Mientras en los seis primeros meses del 2016 hubo 818 litros por metro cuadrado, desde julio solo se registraron 267
08 ene 2017 . Actualizado a las 05:00 h.El año 2016 ha terminado en la ciudad de Lugo con un balance hídrico negativo, con seis meses en los que la diferencia entre la ganancia y la pérdida de agua en el sistema fue negativa. Y es que desde mediados de mayo y hasta el 31 de diciembre (con la excepción de noviembre) hubo unos registros de precipitaciones muy inferiores a lo habitual. Si a esto le sumamos que ya el 2015 fue un año seco con respecto a la media, se puede entender el balance hídrico negativo que tienen Lugo y la cuenca fluvial del Miño-Sil y que se ve reflejado en el nivel de los embalses o en el caudal de los ríos.
¿Se puede decir entonces que el 2016 ha sido uno de los años más secos de las últimas décadas? No y sí. Los primeros seis meses, especialmente enero y febrero, fueron literalmente pasados por agua, que no cayó en grandes cantidades por día (la jornada más lluviosa de todo el año fue el 8 de enero con 47,2 litros por metro cuadrado), pero sí muy constante.

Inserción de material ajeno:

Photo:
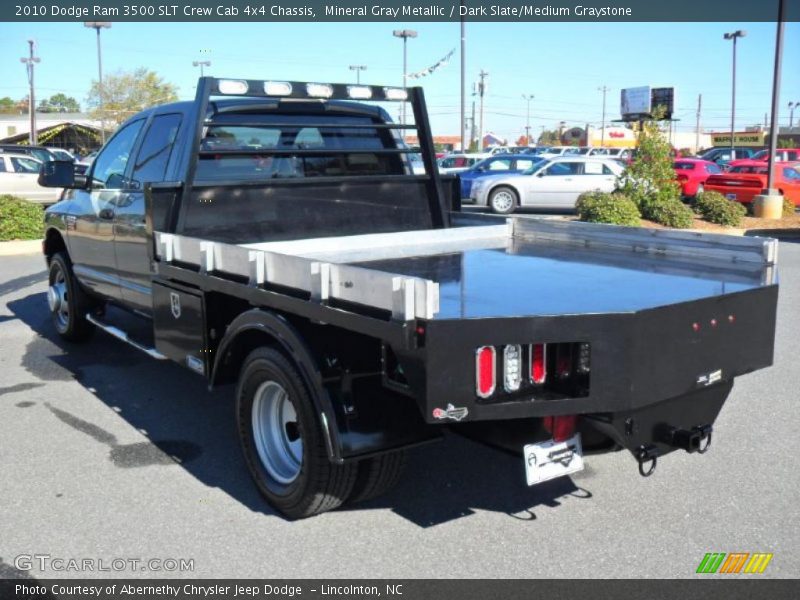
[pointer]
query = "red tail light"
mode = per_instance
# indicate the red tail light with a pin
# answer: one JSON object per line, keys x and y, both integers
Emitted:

Tanto, que de los 31 días de enero, en la estación de Meteogalicia en el campus de Lugo se registraron hasta 29 jornadas con precipitaciones. En febrero, de 29 días, llovió en 25. Y en marzo, de 31, llovió en 23. En los 366 días del año, solo hubo 4 jornadas con más de 30 litros por metro cuadros, tres en enero y una en noviembre. Y días en los que se contabilizase alguna precipitación fueron 169, menos de la mitad del año.

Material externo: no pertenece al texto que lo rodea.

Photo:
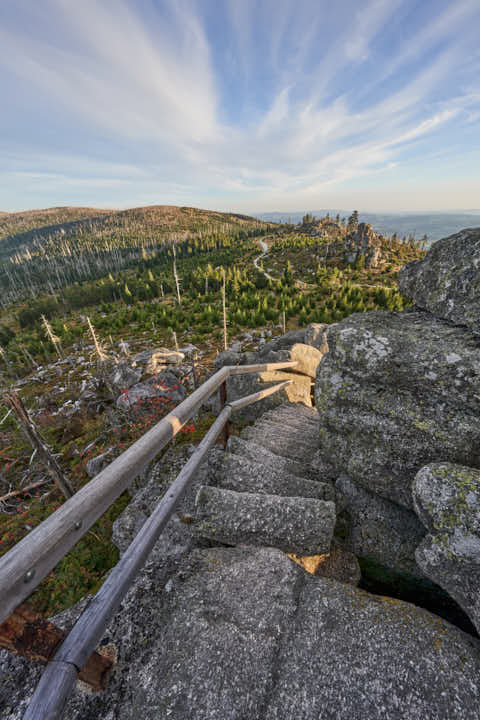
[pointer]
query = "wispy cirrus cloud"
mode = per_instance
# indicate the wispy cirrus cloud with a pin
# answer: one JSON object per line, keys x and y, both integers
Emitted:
{"x": 323, "y": 96}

A partir del tramo final de la primavera la caída de las precipitaciones en la ciudad y el aumento de las temperaturas fueron las constantes, hasta el punto de que en los últimos seis meses del año solo se registraron 267 litros por metro cuadrado. Para tener una comparativa de la lluvia caída a principios del 2016, en todo el 2015 se registraron 803 litros por metro cuadrado. En seis meses del pasado año, 818.
Un año cálido
En cuanto a las temperaturas se puede decir que el 2016 ha sido de los más cálidos de lo que llevamos de siglo XXI. Prueba de ello fueron los 20.24 grados de máxima que se llegaron a registrar el 24 de enero, por no hablar de temperaturas por encima de los 35 grados en varios días de julio, agosto y septiembre. Incluso, en octubre, se llegó a alcanzar los 27 grados de máxima. Las heladas fueron pocos frecuentes, con 29 noches, casi todas concentradas entre enero, febrero y diciembre, pero con índice muy inferiores a otros inviernos más severos de frío, como el famoso final del 2001 e inicio del 2002.
La escasez de precipitaciones a partir de junio sí redundó en el número de horas de sol computadas durante todo el año, que fueron 1.934 horas, casi trescientas más que, por ejemplo, en el 2014, uno de los años más lluvioso del siglo.
En cuanto a la provincia y relativo al otoño, se ha vivido una de las estaciones más calurosas de los últimos años, con temperaturas superiores a los 20 grados en puntos de la montaña lucense tanto en octubre como en noviembre y en diciembre. Ya septiembre fue un mes con máximas de 40 grados en el sur de Lugo y con máximas de 30 en puertos de montaña de O Cebreiro y Ancares.
Este 2017 arrancó de manera similar a como terminó el 2016. Tiempo seco, nieblas en los valles y sol en las montañas.